立ち並ぶ天幕は今やほとんどが無人の張りぼてに過ぎず、夜闇に乗じた少数のコボルドが破壊工作のため侵入するのは容易いはずである。
「思考誘導みてえなもんだ。連中、本当ならいつだってここまで来られたのさ。対策を講じられて破壊工作が失敗しねえよう、今まで敢えて全く手出ししなかっただけなんだよ。野営地が空になるのを、ずーっと待ち続けて、な」
「そんな。コボルドが、【大森林】の原住民がそこまで」
「俺も毎日毎日コボルドコボルド言っててついそんな気分になってたが……ああクソ、昼行灯は俺の方だな。随分鈍っちまってる……率いてんのは遊撃大好きベルダラスと謎の魔女【欠け耳】とやらだぞ。単なるワン公の群れじゃねえ」
「……そうですな、そうでした。そもそも私も以前、特使で赴いた身でした」
「なんだ、そうなのか」
頷くマクイーワン。
しかしそこまで深刻な衝撃を受けたように見えぬのは、あくまでこの被害はザカライア軍にとってのものであり、ケイリー陣営の損失ではないためだろう。

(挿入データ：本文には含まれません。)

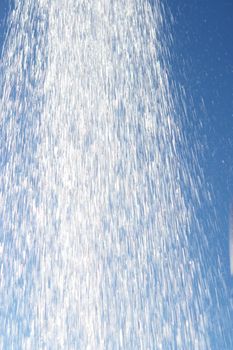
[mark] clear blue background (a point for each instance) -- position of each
(203, 34)
(203, 50)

「そういやマクイーワン殿、あのグランツ野郎はどうしたんだ?」
「それが……私も最初はトムキャット殿を起こしに向かったのですが、いくら揺すってもお目覚めにならなくて……」
「はああー? こんな騒ぎなのにか!?」
「はい……」
「あ! おやっさん! 何やってんですか! 早く避難して下さい!」
会話に割り込むように、背後から豚子爵を怒鳴りつける声。
貴族二人が振り返ると、そこには寝間着のまま鞄を担いだヘティーの姿があった。
「消火、うまくいってねえのか」
「水かけても収まらないわ、風も吹くわ、で火の勢いが止まらないみたいなんです」
風魔法による支援と、数種の妖樹から採取した樹脂樹液の混合した秘伝の【ゴブリン火】による火計である。これはゴブリン村で老人らが用いた焼夷油と同じものだが、一連の背景を知らぬピックルズらにそこまでは分からない。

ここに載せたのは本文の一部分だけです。